Повсюду висят лозунги и транспаранты. Дорога к лесопильному заводу выложена по бокам камнями. Они аккуратно побелены. Вокруг аэропорта масса грузовых машин, заполненных людьми. Все легковые машины поставлены на территории аэропорта. Заезжаем и мы всей компанией на тойоте. Препятствий никаких, хотя везде стоят военные. Идём к аэродрому. Вдоль прохода, образуя коридор, стоят полицейские в зелёных мундирах. Среди них одна женщина в такой же форме.

Нас, видимо, как белых, которые в этой стране в качестве гостей, ни о чём не спрашивают и не задерживают. Я спокойно фотографирую. Президент должен прилететь из Джубы, где он был на открытии моста через Нил. Прилёт намечен на 10 утра. За полчаса до назначенного времени нас и других гостей пропускают на поле аэродрома. Туда уже пускают не всех, но мы проходим. В три ряда выстраиваются солдаты с автоматами наперевес. Посреди поля стоит небольшой помост, накрытый ковром. Возле него по углам становятся на караул четыре солдата.

Все готовы к встрече, но с опаской посматривают на небо, по которому плывёт огромная чёрная туча. Она нависает над нашими головами. Грохочет гром, сверкает молния, идёт дождь. Как не вовремя. Я быстро сориентировался и предложил сесть в находящийся поблизости лэндровер. Нам разрешили, и мы наблюдаем сильнейший дождь из окна.

Вот не выдержали и солдаты. Ряды и караул разбежались. Люди, сидящие в грузовиках, продолжают в них оставаться. Им некуда деться, да и места потом займут другие.

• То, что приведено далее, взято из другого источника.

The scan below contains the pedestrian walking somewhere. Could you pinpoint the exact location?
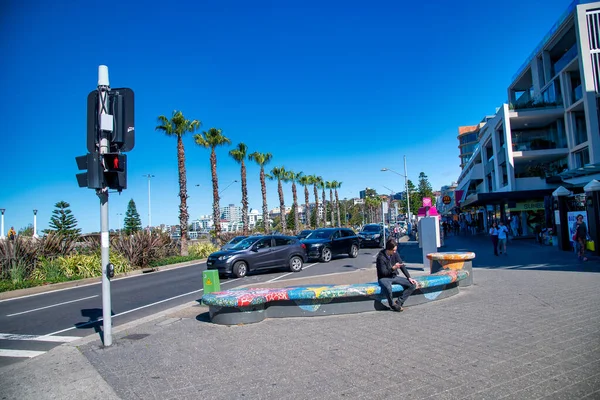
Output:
[573,214,587,261]
[498,221,508,255]
[376,239,417,311]
[490,222,498,256]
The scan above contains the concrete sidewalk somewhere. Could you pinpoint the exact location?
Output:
[0,237,600,399]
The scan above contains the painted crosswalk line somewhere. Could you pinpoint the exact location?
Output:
[0,349,46,358]
[0,333,81,343]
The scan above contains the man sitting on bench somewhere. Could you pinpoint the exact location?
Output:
[376,239,417,311]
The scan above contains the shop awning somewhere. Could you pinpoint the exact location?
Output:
[460,188,556,208]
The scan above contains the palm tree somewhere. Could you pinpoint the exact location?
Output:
[154,111,202,256]
[267,167,287,235]
[296,172,310,226]
[286,171,302,233]
[319,177,326,228]
[325,181,339,226]
[229,143,249,236]
[310,175,321,229]
[194,128,231,245]
[331,181,342,226]
[248,151,273,233]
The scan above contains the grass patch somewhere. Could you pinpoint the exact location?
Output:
[149,255,206,268]
[0,276,82,293]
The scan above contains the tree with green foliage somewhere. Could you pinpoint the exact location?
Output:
[18,224,33,237]
[44,201,81,236]
[154,111,202,256]
[418,172,435,210]
[285,205,296,232]
[123,199,142,235]
[194,128,231,245]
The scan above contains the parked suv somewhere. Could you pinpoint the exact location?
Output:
[358,224,390,247]
[302,228,360,262]
[206,235,306,278]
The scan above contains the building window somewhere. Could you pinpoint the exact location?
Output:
[573,147,590,168]
[573,112,587,146]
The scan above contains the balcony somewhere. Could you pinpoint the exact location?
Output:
[573,84,583,103]
[552,44,577,76]
[513,137,567,151]
[515,177,550,190]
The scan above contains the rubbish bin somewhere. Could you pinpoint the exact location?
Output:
[202,270,221,294]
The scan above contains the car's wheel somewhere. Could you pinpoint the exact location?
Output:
[233,261,248,278]
[321,247,331,262]
[290,256,302,272]
[348,244,358,258]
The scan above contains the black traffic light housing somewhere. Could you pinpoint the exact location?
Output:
[75,153,104,189]
[87,88,135,153]
[102,153,127,192]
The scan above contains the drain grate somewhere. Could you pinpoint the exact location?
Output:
[123,333,150,340]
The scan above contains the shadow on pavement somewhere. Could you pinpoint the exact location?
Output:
[75,308,115,343]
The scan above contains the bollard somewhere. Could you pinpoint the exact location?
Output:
[202,269,221,294]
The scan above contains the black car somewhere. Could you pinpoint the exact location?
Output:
[302,228,360,262]
[206,235,306,278]
[358,224,390,247]
[296,229,312,239]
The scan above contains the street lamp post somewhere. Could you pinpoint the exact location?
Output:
[0,208,6,239]
[142,174,154,232]
[117,213,123,237]
[344,197,348,227]
[381,156,412,232]
[33,210,38,239]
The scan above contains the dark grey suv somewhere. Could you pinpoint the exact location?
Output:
[206,235,306,278]
[302,228,360,262]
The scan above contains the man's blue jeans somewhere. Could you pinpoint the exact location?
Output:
[377,276,417,308]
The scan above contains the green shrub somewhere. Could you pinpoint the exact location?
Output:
[111,230,179,267]
[0,236,39,281]
[32,253,131,282]
[8,263,29,284]
[188,243,219,259]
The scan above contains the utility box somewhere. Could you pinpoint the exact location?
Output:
[202,270,221,294]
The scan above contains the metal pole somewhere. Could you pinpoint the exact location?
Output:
[381,199,385,248]
[0,208,6,239]
[97,65,112,347]
[344,199,348,227]
[33,210,38,238]
[404,156,412,231]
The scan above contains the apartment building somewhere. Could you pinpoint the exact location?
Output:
[457,0,600,235]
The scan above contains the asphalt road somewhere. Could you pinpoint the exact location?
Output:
[0,249,378,366]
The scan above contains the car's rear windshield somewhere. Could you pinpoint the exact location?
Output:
[308,231,332,239]
[363,225,381,232]
[229,236,246,244]
[232,236,260,250]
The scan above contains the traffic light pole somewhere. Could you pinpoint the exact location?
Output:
[96,65,112,347]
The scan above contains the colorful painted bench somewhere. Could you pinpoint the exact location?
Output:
[427,251,475,287]
[202,270,469,325]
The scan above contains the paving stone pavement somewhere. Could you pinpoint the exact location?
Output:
[0,237,600,399]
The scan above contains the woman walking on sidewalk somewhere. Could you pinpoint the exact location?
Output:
[490,222,498,256]
[574,214,587,261]
[498,221,508,255]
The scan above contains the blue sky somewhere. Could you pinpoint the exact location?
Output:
[0,0,570,232]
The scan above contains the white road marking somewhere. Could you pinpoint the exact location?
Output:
[40,278,239,337]
[265,263,318,283]
[0,349,46,358]
[7,294,99,317]
[0,333,81,343]
[0,261,206,303]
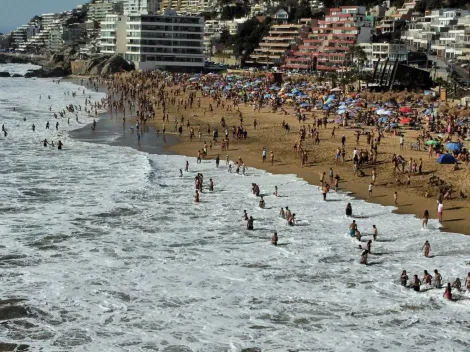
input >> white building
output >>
[124,0,160,15]
[88,0,123,22]
[355,43,408,68]
[99,15,127,56]
[100,10,204,71]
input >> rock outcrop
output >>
[71,55,134,76]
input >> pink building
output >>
[284,6,372,71]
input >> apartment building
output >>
[12,24,39,47]
[245,23,309,67]
[284,6,373,71]
[124,0,160,15]
[99,14,127,56]
[48,23,85,53]
[401,9,470,59]
[87,0,124,22]
[360,43,408,68]
[204,17,248,56]
[100,10,204,71]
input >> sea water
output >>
[0,67,470,352]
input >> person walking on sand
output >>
[421,209,429,229]
[372,225,378,241]
[437,201,444,224]
[422,240,431,257]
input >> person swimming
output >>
[361,249,369,265]
[349,220,357,237]
[411,275,421,292]
[346,203,352,217]
[400,270,408,287]
[287,213,295,226]
[246,216,254,230]
[271,232,279,246]
[259,197,266,209]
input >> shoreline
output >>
[67,76,470,235]
[165,138,470,235]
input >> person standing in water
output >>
[271,232,279,246]
[361,249,369,265]
[346,203,352,217]
[422,209,429,229]
[437,201,444,224]
[246,216,254,230]
[400,270,408,287]
[411,275,421,292]
[443,282,452,301]
[422,241,431,257]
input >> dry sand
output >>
[140,85,470,234]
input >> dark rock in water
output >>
[0,342,29,352]
[101,55,134,76]
[24,67,70,78]
[0,306,31,321]
[162,345,193,352]
[0,298,26,306]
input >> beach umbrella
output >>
[400,117,411,125]
[437,154,457,164]
[424,139,441,145]
[446,142,462,152]
[400,106,411,113]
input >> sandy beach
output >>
[129,80,470,234]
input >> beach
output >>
[118,75,470,234]
[0,65,470,352]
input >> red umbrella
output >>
[400,106,411,113]
[400,117,411,125]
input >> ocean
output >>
[0,65,470,352]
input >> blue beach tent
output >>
[437,154,457,164]
[446,143,462,152]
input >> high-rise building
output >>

К счастью, дождь скоро кончился. Мы вылезаем из машины. Всё начинают приводить в порядок. Выстраивают гостей в одну линию. Мы оказываемся в середине цепочки. К нам пристраивают итальянцев. Туча ушла, но не жарко. Около одиннадцати часов люди, сидевшие в грузовиках, начали кричать и махать руками. Они первыми заметили появившуюся в небе точку.

Небольшой самолёт делает разворот над полем и идёт на посадку. Останавливается точно в назначенном месте. Открывается дверца, выбрасывается лестница, по ней сбегает какой-то человек, и за ним с поднятыми приветственно руками, одетый в военную форму, в фуражке появляется президент Нимейри. Народ кругом ликует. Я у самого самолёта. Спешу снять побольше и получше. Удивительно, что меня не остановила охрана, только внимательно смотрела на меня. Потом возвращаюсь на своё место.

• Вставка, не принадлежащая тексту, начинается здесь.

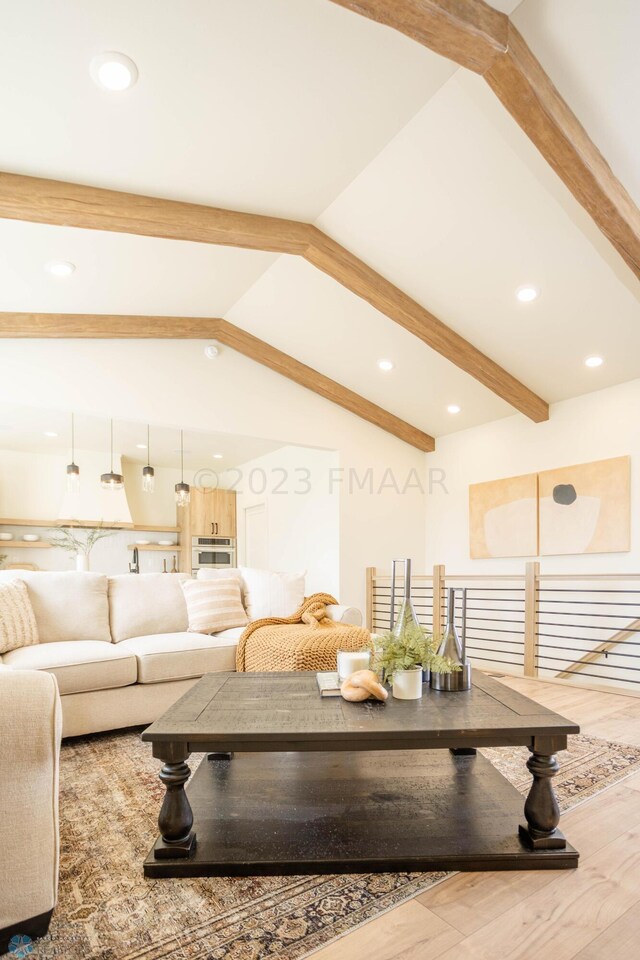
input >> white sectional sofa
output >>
[0,570,361,737]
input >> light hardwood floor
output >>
[313,677,640,960]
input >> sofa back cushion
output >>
[109,573,189,643]
[0,570,111,643]
[239,567,305,620]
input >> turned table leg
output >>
[154,760,196,860]
[520,746,567,850]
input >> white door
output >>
[244,503,269,570]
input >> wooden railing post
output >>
[365,567,376,630]
[524,561,540,677]
[433,563,445,640]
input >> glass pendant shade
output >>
[142,466,156,493]
[67,414,80,493]
[175,430,191,507]
[100,420,124,490]
[67,463,80,493]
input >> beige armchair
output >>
[0,666,62,953]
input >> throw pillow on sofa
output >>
[0,580,38,653]
[240,567,304,620]
[182,577,249,633]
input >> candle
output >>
[337,650,370,680]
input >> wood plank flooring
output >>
[313,677,640,960]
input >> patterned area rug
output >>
[34,730,640,960]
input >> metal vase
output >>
[431,587,471,692]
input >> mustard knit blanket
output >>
[236,593,370,673]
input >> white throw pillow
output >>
[0,580,38,653]
[182,577,249,633]
[240,567,305,620]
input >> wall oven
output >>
[191,537,236,571]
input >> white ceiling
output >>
[0,402,282,470]
[0,0,455,219]
[0,0,640,448]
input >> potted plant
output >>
[47,527,114,571]
[373,624,460,700]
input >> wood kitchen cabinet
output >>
[178,487,236,546]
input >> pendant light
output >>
[142,424,156,493]
[100,420,124,490]
[175,430,191,507]
[67,414,80,493]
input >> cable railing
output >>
[367,563,640,695]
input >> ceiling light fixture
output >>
[142,424,156,493]
[44,260,76,279]
[89,50,138,93]
[516,283,540,303]
[175,430,191,507]
[100,420,124,490]
[67,414,80,494]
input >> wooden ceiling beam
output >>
[331,0,640,279]
[0,313,435,453]
[0,173,549,423]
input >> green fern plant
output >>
[372,625,461,683]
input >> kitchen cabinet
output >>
[178,487,236,548]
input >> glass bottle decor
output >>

Президент с самолёта быстро подошёл к помосту, взбежал на него и восторженно поднял обе руки над головой, приветствуя ликующий народ. Заиграл гимн, и Нимейри вытянулся, поднял руку к козырьку развёрнутой вперёд ладонью. Отзвучали последние звуки гимна. Президент в сопровождении свиты пошёл к гостям и стал здороваться со всеми за руку. Рядом один из сопровождающих представляет каждого президенту. До прибытия самолёта он обошёл всех гостей, спрашивая, кто откуда. Вот такой простой процесс.

Я, пожимая руку президента, вежливо произнёс стандартную фразу «Happy to see you» и отскочил назад, чтобы сфотографировать его. Нормально получилось.

Закончив здороваться с длинной вереницей гостей, Президент пошёл к стоящим по команде смирно солдатам. Небольшой оркестр заиграл марш, и президент с рукой, приложенной к козырьку, стал медленно обходить все три ряда солдат. При этом он как-то странно шёл, подтягивая оставшуюся сзади ногу, приставляя её к передней и потом выбрасывая её же вперёд. Всё это в такт маршу. Необычно для нас, но интересно. У каждого народа свои обычаи. И это не единственный.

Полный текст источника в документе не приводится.